“Mystics” (Part 1.) (by Erminia Passannanti)
Always caught in the brutal agony of my two uncles as outside or beyond the
paternal house and its frail borders always looking for more than a mirror
to the extent to find in front of myself someone else this maybe seeming an
odd search which temporarily proves something against my will or against a
global tendency towards the innate as in the game often played with your
knees down on the warm stone of the baker shop’s threshold in a sunny day
and in a small village up the white mountains while your mother is waiting
for the fragrant bread to be wrapped in a fine paper as fawn as your skin
in summer and a voice is telling you “you do not want to do this, you do
not want to do this” not always insurgent as the gush of water spilling
from a little iron fountain not always delighted in the multiple moralities
I use to prove that I am right and where of course notable and essential
exceptions are made like the bee penetrating a cabbage.

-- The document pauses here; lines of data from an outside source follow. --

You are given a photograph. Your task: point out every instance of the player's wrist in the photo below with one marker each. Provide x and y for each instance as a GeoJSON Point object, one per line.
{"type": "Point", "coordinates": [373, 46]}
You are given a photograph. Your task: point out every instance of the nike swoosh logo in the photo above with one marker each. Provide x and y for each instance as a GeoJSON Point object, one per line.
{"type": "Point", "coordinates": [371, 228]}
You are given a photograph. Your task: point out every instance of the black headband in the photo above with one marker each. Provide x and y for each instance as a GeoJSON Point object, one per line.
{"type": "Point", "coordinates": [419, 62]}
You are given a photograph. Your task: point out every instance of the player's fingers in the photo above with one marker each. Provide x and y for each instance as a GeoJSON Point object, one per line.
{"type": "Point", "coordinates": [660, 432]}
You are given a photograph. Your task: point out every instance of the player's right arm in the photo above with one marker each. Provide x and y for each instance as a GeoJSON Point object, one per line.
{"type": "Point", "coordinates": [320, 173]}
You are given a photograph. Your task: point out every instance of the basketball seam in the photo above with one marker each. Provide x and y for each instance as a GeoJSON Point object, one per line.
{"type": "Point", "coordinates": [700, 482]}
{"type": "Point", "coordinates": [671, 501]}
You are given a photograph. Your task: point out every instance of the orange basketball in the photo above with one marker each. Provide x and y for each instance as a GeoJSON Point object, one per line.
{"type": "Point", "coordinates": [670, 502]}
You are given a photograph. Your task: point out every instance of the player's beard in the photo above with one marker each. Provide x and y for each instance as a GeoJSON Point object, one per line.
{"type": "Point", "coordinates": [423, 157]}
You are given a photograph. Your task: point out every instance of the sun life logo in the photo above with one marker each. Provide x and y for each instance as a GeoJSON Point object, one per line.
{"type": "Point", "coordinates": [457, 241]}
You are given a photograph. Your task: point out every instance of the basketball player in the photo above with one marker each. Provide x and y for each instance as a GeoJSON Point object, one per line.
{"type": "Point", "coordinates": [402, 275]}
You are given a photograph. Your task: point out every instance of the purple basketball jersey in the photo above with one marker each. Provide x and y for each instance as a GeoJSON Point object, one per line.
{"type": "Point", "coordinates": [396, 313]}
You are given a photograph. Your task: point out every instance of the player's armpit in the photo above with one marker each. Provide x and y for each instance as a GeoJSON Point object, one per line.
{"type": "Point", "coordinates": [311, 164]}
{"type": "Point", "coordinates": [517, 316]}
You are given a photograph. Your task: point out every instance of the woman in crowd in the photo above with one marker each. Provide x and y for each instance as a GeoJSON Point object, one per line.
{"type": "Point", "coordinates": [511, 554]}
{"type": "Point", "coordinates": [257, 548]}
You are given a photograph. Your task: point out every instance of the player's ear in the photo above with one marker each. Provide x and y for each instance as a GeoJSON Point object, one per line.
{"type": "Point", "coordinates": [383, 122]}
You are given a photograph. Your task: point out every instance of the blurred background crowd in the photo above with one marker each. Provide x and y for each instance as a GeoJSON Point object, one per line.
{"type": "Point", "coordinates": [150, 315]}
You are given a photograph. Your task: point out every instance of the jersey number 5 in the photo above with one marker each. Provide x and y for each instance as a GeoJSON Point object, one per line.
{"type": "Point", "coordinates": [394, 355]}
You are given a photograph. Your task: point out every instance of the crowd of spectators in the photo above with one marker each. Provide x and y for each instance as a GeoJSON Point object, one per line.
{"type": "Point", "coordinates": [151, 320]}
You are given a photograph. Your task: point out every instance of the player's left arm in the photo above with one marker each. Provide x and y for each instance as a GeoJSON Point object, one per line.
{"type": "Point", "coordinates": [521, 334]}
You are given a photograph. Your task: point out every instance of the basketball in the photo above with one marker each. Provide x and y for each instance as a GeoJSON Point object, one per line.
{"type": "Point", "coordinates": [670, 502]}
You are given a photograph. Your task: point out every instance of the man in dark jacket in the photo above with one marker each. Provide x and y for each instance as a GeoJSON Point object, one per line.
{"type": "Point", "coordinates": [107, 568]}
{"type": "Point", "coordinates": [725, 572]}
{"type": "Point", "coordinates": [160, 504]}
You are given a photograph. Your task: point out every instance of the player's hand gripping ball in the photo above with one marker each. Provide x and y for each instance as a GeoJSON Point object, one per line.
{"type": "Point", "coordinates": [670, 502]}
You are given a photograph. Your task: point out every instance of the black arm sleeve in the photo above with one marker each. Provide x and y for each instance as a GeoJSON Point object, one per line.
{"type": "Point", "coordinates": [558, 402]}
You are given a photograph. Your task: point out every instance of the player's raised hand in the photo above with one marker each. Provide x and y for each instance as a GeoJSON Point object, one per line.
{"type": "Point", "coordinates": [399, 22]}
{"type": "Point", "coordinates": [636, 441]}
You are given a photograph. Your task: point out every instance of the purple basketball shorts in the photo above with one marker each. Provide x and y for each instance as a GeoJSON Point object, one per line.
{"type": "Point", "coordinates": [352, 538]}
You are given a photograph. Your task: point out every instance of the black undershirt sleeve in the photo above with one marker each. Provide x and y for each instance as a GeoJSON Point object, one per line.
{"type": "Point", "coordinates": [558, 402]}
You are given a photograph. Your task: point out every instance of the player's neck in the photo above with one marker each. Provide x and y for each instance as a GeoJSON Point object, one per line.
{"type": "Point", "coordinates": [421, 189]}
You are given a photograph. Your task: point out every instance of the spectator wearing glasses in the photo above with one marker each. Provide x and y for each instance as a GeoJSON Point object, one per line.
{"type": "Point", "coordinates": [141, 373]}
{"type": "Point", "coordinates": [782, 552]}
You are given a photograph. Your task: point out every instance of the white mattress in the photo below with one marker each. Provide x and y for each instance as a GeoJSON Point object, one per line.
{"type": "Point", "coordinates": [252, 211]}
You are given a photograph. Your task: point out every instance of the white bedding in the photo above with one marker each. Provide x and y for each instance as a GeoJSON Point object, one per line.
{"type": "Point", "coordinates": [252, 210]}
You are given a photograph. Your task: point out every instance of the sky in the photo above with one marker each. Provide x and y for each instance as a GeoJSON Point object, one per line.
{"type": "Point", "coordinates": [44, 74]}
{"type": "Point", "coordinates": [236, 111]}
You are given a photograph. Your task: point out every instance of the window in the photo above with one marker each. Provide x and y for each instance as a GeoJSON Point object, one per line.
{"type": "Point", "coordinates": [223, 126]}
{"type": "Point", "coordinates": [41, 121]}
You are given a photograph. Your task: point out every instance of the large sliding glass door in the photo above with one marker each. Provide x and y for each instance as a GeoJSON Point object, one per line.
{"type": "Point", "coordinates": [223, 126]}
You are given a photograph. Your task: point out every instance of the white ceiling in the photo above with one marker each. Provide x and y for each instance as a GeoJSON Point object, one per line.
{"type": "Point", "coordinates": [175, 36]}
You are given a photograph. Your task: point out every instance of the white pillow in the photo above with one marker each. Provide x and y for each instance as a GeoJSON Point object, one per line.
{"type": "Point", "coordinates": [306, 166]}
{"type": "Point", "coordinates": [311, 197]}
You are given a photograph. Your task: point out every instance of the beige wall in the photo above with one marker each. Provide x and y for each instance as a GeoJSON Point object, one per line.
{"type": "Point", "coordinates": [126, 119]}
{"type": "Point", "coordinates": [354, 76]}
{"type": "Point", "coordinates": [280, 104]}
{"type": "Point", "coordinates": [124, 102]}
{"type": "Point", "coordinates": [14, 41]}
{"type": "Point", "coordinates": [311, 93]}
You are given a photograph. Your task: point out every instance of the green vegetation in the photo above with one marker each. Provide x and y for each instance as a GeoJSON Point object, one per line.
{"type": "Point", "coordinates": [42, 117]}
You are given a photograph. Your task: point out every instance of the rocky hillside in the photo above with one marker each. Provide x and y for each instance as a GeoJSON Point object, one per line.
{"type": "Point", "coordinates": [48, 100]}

I did not want to do it matter of fact it happened to my life as a life
given
for no particular reason and under no obligation as I told my father
adding thank you papa’ for being born and certainly I meant it in
differential superimpositions of reverences so to sweat and mimic his body
odours his way of moving his hands resulting in me being quite a man and
yet suffering female desires inflicted upon my history as a sword however I
am using these words to describe how from being veiled truth discloses
itself as gently as a woman would do standing in front of her beloved in an
dimmed room quite ashamed of her meagre chances and of the very little
worth one has for the other person after all in those components of ecstasy
when a double-voiced educated young scholar comes by you and seats down on
that old stone threshold talking to both of us of his transient status and
you nod and your mother nods and whispers with lips tight you do not do
this, you – do – not – do – this.
When I recall these fractions of my past I feel all pervaded by pure joy
and it would not seem productive to me to stay still so I dance and sing
and celebrate the vision
Which is a gift of the memory making us experience our life two three ten
times just by dashing into the creamy vertigo of remembrances a discipline
which was taught to me in one of those late September afternoons by Tommaso
d’Aquino and San Francesco d’Assisi, each of them being brother to one of
my parents and an ultimate measure of the unfathomable emotion that makes
one feel lost every time one smells traces of coffee in the breath of a
male a thing that in terms of religious tradition can gives the exact
measure of the technicality needed for the self-reflexive identification
of one’s soul with those of the good people.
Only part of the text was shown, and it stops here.